# Design Goals

1. compatible with [Pangeo BinderHubs](https://github.com/pangeo-data/pangeo-binder) and [JupyterHubs](https://github.com/pangeo-data/pangeo-cloud-federation)
1. compatible with [Repo2Docker Python configuration files](https://repo2docker.readthedocs.io/en/latest/config_files.html)
1. reproducible build process and explicit conda package lists
1. small size, fast build
1. easy to customize

Everything stems from the `Dockerfile` in the `base-image` folder. The `base-image` configures default settings for Conda and Dask with `condarc.yml` and `dask_config.yml` files. The `base-image` is not meant to run on its own, it is the common foundation for `-notebook` images that install Python packages including JupyerLab and lab extensions.

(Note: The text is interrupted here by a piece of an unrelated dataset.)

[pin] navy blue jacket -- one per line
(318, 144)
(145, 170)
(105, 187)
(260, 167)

Lists of Conda packages for each image are specified in an `environment.yml` in each `-notebook` folder, and compatible Dask and Jupyter packages are guaranteed by specifying the `pangeo-notebook` [conda metapackage](https://github.com/conda-forge/pangeo-notebook-feedstock).

You can pre-solve for compatible environments locally with [conda-lock](https://github.com/mariusvniekerk/conda-lock/blob/master/README.md) to convert the `environment.yml` file to a [conda-linux-64.lock](https://docs.conda.io/projects/conda/en/latest/user-guide/tasks/manage-environments.html#building-identical-conda-environments) file which is an explicit list of compatible packages solved by Conda. The major advantage of doing this is that if you rebuild at a later date the resulting Conda environment is identical, which improves reproducibility. For this reason, when building off of the `base-image`, any existing `conda-linux-64.lock` file takes precedence over the `environment.yml` file.